It's comparatively unusual for a film to be adapted as a play (usually it's the other way round), but that's just what's happened to The Ladykillers:
**************************************************************************************************************
The Ladykillers – review

Gielgud, London

Michael Billington

The Guardian, Thursday 8 December 2011

Ealing studios comedy films Peter-Capaldi-as-Prof-Mar-007
A mad Moriarty genius of crime: Peter Capaldi as Prof Marcus with his gang. Photograph: Tristram Kenton

I got into an edgy debate with Graham Linehan on the Today programme about the propriety of turning hit films into plays. I needn't have worried too much about The Ladykillers, however. For what Linehan and director Sean Foley have come up with is a very different animal from the 1955 movie; and, while it may lack the Ealing touch, it works very well as a slapstick farce.

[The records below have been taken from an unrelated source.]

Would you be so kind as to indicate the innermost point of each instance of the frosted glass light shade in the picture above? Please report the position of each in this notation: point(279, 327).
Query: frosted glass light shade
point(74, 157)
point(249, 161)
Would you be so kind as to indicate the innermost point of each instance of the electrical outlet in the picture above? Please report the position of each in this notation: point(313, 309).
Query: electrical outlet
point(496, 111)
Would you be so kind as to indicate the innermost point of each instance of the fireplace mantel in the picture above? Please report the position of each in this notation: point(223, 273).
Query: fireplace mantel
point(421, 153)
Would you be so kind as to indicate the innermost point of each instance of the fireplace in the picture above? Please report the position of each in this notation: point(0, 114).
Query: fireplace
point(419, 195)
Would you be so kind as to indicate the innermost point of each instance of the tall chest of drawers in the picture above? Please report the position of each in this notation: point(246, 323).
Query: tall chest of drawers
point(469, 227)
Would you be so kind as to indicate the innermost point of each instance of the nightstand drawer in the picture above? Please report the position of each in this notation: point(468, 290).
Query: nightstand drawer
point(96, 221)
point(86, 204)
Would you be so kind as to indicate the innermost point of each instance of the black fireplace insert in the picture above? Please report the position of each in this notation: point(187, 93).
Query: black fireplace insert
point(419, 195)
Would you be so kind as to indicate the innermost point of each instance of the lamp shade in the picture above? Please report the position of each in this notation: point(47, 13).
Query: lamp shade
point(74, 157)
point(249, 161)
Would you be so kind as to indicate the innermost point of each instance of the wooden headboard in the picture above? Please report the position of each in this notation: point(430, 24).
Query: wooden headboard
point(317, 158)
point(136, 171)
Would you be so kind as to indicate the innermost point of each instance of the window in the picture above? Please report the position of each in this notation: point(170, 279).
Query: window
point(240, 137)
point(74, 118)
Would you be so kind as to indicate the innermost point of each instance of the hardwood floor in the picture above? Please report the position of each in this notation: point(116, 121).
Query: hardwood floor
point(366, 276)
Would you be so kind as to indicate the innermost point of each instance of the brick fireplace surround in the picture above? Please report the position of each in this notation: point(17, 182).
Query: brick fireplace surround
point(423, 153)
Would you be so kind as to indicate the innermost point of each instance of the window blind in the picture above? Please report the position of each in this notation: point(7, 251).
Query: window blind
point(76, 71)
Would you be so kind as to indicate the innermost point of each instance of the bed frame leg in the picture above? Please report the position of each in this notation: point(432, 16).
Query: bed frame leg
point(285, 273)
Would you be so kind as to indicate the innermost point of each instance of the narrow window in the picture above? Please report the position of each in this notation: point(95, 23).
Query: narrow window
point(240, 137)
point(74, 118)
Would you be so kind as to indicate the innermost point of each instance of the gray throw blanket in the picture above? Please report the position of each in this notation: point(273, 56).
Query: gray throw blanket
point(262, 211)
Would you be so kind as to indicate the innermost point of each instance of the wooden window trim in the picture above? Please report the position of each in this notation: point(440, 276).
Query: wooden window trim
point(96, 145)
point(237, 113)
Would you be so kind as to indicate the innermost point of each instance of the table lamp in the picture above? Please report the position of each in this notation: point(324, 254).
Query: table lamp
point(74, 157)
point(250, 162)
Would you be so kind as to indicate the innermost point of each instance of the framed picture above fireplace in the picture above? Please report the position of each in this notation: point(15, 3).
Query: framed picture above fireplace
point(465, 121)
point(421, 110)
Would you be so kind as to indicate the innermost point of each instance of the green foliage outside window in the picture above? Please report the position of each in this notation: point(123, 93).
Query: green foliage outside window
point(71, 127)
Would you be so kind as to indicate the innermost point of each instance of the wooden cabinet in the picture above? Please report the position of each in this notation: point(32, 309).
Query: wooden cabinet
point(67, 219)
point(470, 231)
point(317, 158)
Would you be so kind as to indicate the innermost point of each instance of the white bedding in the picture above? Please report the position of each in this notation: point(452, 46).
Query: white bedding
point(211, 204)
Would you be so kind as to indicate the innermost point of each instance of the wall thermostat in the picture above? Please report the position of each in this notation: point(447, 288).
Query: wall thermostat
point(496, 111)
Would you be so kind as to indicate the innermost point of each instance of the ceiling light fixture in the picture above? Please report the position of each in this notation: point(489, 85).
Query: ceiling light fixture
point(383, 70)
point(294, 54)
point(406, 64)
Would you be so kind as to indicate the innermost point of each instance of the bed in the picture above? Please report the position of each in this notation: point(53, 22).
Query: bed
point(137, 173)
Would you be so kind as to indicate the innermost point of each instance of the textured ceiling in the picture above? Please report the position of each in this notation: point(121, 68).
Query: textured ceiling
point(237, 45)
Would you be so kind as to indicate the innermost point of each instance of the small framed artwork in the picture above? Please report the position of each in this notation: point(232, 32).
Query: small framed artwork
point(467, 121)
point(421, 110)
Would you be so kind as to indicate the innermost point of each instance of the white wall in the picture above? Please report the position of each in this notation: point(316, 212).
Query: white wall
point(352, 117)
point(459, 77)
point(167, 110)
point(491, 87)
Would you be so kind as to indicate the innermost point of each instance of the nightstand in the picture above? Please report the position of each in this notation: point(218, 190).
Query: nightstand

Linehan sticks to the outline of the William Rose screenplay. A criminal gang occupy the upstairs room of a demure old lady's rickety house, and pose as a string quartet to cover a planned King's Cross heist. But, in Michael Taylor's design, the house itself becomes a skew-whiff folly, and everything about the character of the villains is exaggerated. The professorial mastermind is palpably unhinged, while his gang now comprises a closet transvestite, a young druggie, a Romanian cuthroat, and a brain-numbed ex-boxer.

What was once macabre comedy has acquired a madcap, Marx brothers quality. At one point the whole gang hides in a tiny cupboard which makes them look like a hydra-headed monster; when asked the reason for their concealment, they reply: "Mrs Wilberforce, we are artists."

We see them giving a concert to the old lady's teatime guests which turns into a wild parody of avant-garde music. And Foley's production piles on the sight gags: chairs and tables spin across the stage every time a train passes, the robbery is re-created by miniaturised cars colliding on a vertical wall, and, when the thieves fall out, a trick-knife is embedded in the boxer's bonce, and the pill-popper is apparently run through with a non-musical stave.

If something is lost in the process, it is the movie's metaphorical resonance. In true Ealing fashion, the film represented the triumph of age and tradition over the thrusting opportunism of the post-war world. Charles Barr in his book on Ealing Studios even suggested the gang could be seen to represent the 1945 Labour government defeated by the paralysing charisma of the governing class. Be that as it may, the film has a state-of-England quality, which here, apart from a fleeting reference to Suez, goes by the board.

But it is churlish to complain when the play garners so many laughs and is so vibrantly acted. Peter Capaldi turns the professor into a deluded Moriarty who thinks he's a criminal genius, but can't get a cello case out of a window. James Fleet is also very funny as the bogus major, quivering with delight at the sight of an empty frock, and there are lively contributions from Ben Miller as the word-mangling Romanian who announces "old ladies give me the penises" and from Clive Rowe as the ex-pugilist who finds a passion for the cello. Marcia Warren, meanwhile, neatly captures the quiet grit of the lavender-scented landlady.

This is emphatically not a replica of the movie, and one or two gags, such as a rotating blackboard that constantly flattens one of the gang, are overworked. But it is an exuberantly inventive evening, one existing in its own right at a tangent to the original, and proving that an ingenious William Rose idea, even when put to a farcical purpose, can still smell as sweet.